Orphu soltó su temblorosa risa.

—¿Cómo voy a moverme, viejo amigo? Todos mis manipuladores y flagelos han ido a ese gran cielo moravec de las alturas. Soy un cangrejo sin pinzas. Y no estoy demasiado seguro de tener caparazón. Mahnmut... ¡espera!

—¿Qué? —-Mahnmut se había soltado y se estaba quitando umbilicales y cables de control virtual.

—Si... de algún modo... consigues llegar hasta mí, suponiendo que el corredor interno no esté aplastado y las puertas del casco no estén completamente combadas o soldadas por el calor de la entrada... ¿qué vas a hacer conmigo?

—Ver si estás bien —dijo Mahnmut, soltando los cables ópticos. En los monitores, de todas formas, todo era oscuridad.


Piensa
, viejo amigo —dijo Orphu—. Me sacas de aquí... si no me descuajaringo en tus manos... ¿y luego qué? No cabré por tus corredores de acceso interno. Aunque me sacaras del submarino, no quepo en tu nicho y desde luego no podré aferrarme al casco. ¿Vas a caminar mil kilómetros por el fondo del océano llevándome a cuestas?

Mahnmut vaciló.

—Sigo funcionando —continuó Orphu—. O al menos sigo comunicándome. Incluso me fluye O
2
, a través del umbilical, y recibo algo de energía eléctrica. Debo de estar en la bodega, aunque esté inundada. ¿Por qué no pones en marcha
La Dama Oscura
y nos llevas a algún sitio más cómodo antes de intentar que volvamos a reunimos?
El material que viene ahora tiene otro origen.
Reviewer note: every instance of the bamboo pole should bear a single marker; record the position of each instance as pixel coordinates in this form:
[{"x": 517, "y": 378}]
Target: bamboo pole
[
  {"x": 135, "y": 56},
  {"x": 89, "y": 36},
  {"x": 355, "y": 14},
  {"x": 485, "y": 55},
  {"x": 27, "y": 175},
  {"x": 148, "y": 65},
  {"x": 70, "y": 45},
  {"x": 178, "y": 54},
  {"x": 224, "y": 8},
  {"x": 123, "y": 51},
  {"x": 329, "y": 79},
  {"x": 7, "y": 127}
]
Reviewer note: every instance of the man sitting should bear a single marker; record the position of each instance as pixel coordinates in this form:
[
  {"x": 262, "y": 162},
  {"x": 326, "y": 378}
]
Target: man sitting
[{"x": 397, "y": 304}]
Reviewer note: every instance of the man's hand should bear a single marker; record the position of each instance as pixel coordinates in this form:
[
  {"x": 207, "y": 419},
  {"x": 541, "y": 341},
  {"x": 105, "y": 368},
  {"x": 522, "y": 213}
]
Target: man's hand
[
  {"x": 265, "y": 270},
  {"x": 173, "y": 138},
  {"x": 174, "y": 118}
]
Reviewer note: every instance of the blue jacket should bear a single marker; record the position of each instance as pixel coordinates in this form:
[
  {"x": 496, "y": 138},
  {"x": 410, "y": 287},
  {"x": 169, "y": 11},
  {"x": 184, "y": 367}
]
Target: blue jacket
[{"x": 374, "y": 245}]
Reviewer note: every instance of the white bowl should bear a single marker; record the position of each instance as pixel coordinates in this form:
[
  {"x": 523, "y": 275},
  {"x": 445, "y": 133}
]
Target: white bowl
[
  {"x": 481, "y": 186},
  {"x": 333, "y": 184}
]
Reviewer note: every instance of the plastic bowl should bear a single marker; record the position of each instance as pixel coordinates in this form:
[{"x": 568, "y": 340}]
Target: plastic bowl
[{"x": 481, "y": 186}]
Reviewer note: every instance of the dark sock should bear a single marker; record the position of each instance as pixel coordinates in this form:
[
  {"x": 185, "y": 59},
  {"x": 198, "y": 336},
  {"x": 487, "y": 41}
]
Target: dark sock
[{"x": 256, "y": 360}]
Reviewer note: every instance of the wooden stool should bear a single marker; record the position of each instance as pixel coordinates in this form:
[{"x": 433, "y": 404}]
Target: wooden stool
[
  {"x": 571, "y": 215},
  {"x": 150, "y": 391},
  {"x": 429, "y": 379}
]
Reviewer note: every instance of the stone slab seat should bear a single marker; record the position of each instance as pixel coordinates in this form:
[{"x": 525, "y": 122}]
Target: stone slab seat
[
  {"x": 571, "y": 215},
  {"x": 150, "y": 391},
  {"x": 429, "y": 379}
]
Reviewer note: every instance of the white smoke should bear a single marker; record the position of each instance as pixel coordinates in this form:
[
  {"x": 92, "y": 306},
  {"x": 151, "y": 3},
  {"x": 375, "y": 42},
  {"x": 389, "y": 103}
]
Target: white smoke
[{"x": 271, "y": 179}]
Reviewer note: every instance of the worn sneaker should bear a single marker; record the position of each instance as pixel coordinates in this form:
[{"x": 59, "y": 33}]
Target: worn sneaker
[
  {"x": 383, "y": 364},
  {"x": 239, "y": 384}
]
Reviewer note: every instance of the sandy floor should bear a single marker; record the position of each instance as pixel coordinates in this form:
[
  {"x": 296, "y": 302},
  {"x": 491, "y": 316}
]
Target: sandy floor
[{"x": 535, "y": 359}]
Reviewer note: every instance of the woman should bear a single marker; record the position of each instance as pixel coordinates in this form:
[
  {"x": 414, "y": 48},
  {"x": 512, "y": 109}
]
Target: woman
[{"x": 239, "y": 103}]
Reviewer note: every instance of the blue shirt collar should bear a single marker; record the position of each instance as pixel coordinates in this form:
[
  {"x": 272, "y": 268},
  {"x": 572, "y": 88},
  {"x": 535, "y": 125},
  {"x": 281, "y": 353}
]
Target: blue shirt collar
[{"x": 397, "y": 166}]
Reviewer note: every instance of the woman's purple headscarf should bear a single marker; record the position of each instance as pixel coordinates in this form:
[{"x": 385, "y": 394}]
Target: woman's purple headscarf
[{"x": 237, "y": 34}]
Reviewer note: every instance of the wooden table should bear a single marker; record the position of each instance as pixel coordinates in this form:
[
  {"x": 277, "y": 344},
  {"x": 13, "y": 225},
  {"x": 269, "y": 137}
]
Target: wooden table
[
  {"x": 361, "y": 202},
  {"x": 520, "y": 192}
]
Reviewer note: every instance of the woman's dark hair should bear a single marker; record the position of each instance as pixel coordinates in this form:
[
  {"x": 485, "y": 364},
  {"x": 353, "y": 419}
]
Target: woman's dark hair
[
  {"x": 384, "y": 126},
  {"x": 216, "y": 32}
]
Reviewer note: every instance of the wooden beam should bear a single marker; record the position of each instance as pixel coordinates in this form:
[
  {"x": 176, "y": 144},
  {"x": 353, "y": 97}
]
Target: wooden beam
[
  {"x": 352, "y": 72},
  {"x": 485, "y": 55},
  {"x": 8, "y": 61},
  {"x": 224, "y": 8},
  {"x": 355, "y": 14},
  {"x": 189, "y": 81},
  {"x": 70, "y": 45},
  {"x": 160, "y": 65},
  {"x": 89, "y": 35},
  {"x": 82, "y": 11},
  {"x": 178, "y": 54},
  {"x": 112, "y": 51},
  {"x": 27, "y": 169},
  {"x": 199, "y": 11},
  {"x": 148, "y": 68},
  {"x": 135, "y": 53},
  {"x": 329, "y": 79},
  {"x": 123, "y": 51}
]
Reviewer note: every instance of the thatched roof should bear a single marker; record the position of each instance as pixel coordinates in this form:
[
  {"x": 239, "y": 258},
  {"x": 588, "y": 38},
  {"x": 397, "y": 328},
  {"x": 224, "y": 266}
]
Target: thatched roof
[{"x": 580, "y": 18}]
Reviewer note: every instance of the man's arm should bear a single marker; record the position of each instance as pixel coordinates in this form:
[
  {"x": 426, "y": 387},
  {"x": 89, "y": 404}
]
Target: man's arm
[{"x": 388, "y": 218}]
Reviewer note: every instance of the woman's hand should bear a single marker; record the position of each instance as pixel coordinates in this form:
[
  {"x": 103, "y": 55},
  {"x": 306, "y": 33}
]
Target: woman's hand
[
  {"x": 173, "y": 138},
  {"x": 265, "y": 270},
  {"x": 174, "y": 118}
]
Mahnmut salió al aire externo e inspiró profundamente varias veces.

—Tienes razón —dijo por fin—. Cada cosa a su tiempo.

La Dama Oscura
se estaba muriendo.

Mahnmut había trabajado en aquel sumergible —en varios iguales sucesivamente y en progresivos modelos— desde hacía más de un siglo terrestre, y sabía que era duro. Adecuadamente preparado, podía soportar muchas toneladas métricas de presión por centímetro cuadrado y las tensiones de la aceleración de 3.000-g del tubo de flujo, pero el duro y pequeño submarino solo era tan fuerte como su parte más débil, y las tensiones energéticas del ataque en la órbita de Marte habían excedido la tolerancia de la parte más débil.
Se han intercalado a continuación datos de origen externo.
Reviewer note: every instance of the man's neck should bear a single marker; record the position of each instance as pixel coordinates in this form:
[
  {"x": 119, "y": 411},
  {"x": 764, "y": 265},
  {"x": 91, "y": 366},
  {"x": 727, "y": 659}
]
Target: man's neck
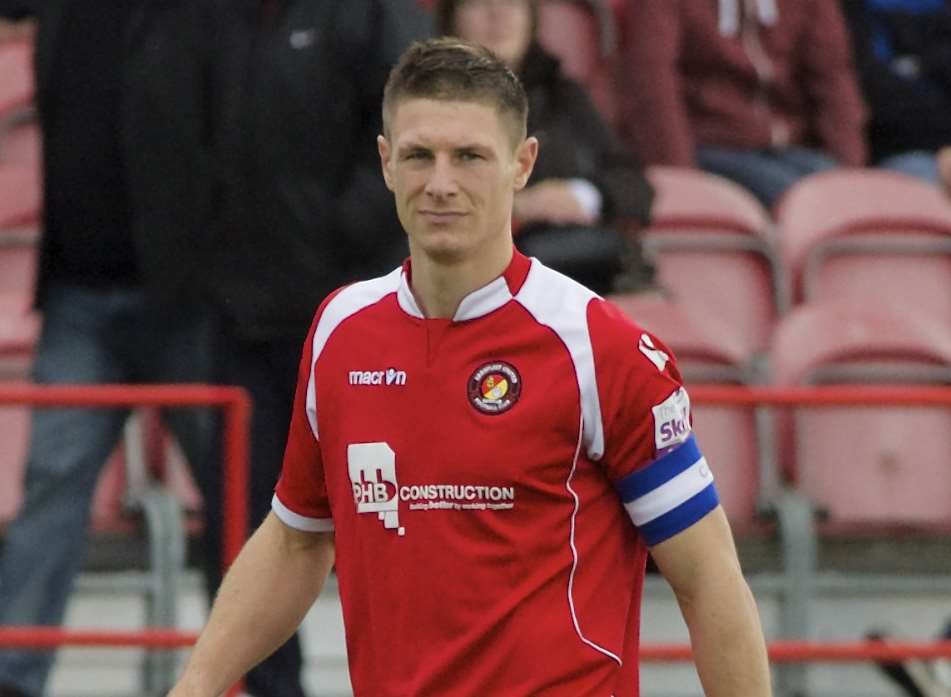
[{"x": 440, "y": 287}]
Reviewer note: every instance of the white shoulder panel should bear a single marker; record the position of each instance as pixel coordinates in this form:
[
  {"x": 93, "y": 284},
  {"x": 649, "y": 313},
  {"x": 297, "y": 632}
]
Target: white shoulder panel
[
  {"x": 561, "y": 304},
  {"x": 346, "y": 303}
]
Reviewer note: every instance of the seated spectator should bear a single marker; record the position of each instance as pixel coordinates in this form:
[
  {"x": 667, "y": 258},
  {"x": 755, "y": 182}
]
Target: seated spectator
[
  {"x": 902, "y": 52},
  {"x": 586, "y": 185},
  {"x": 762, "y": 92}
]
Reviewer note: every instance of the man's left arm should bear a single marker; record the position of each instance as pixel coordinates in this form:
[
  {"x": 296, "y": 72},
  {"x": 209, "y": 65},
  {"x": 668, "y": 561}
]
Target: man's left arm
[{"x": 702, "y": 567}]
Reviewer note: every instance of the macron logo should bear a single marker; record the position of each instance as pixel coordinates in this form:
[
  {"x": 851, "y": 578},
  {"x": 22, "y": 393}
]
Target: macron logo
[{"x": 390, "y": 376}]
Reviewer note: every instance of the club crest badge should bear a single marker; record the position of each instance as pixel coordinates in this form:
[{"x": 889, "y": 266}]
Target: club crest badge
[{"x": 495, "y": 387}]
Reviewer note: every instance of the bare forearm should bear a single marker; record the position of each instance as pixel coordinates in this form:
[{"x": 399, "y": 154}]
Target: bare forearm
[
  {"x": 262, "y": 601},
  {"x": 727, "y": 640}
]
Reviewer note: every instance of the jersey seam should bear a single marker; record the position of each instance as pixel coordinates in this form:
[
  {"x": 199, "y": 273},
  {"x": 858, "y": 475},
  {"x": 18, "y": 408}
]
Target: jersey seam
[{"x": 575, "y": 557}]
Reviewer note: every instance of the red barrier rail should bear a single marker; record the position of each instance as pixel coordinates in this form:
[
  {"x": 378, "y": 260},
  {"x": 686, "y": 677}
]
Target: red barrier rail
[{"x": 779, "y": 651}]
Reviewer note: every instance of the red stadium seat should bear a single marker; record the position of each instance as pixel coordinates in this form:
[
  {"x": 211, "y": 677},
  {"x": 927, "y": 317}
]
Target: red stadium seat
[
  {"x": 582, "y": 34},
  {"x": 19, "y": 196},
  {"x": 17, "y": 266},
  {"x": 19, "y": 331},
  {"x": 14, "y": 435},
  {"x": 712, "y": 243},
  {"x": 869, "y": 236},
  {"x": 728, "y": 435},
  {"x": 882, "y": 465}
]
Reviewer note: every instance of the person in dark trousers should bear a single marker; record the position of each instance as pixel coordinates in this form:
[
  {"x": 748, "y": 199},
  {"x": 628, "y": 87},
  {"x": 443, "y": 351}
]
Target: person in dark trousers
[
  {"x": 300, "y": 205},
  {"x": 125, "y": 175}
]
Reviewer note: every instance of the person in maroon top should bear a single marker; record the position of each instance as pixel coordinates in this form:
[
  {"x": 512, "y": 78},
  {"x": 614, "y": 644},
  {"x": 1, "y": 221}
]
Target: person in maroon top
[{"x": 761, "y": 91}]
El casco tenía grietas y quemaduras irreparables. En aquel momento, estaban enterrados de proa. La mayor parte del submarino se encontraba hundida en más de tres metros de cieno y lecho marino y sólo unos cuantos metros de la popa sobresalían del barro, el casco y el bastidor estaban retorcidos, las puertas de la bodega de carga retorcidas e inalcanzables, y diez de los dieciocho tanques de lastre se habían roto. El pasillo interno que comunicaba la sala de control de Mahnmut con la bodega estaba inundado y parcialmente bloqueado. Fuera, dos tercios del material de camuflaje habían ardido y arrasado todos los sensores externos. Tres de los cuatro equipos de sonar estaban estropeados y el cuarto sólo emitía señales intermitentes. Únicamente uno de los cuatro equipos principales de propulsión seguía operativo y los pulsadores de maniobra eran un caos.

A Mahnmut le preocupaba más la avería de los sistemas de energía de la nave: el reactor primario había sido dañado por la subida de energía durante el ataque y funcionaba con un ocho por ciento de eficacia; las células de almacenamiento estaban en reserva. Eso era suficiente para mantener un mínimo de apoyo vital, pero el conversor de nutrientes había desaparecido y sólo les quedaban unos cuantos días de agua potable.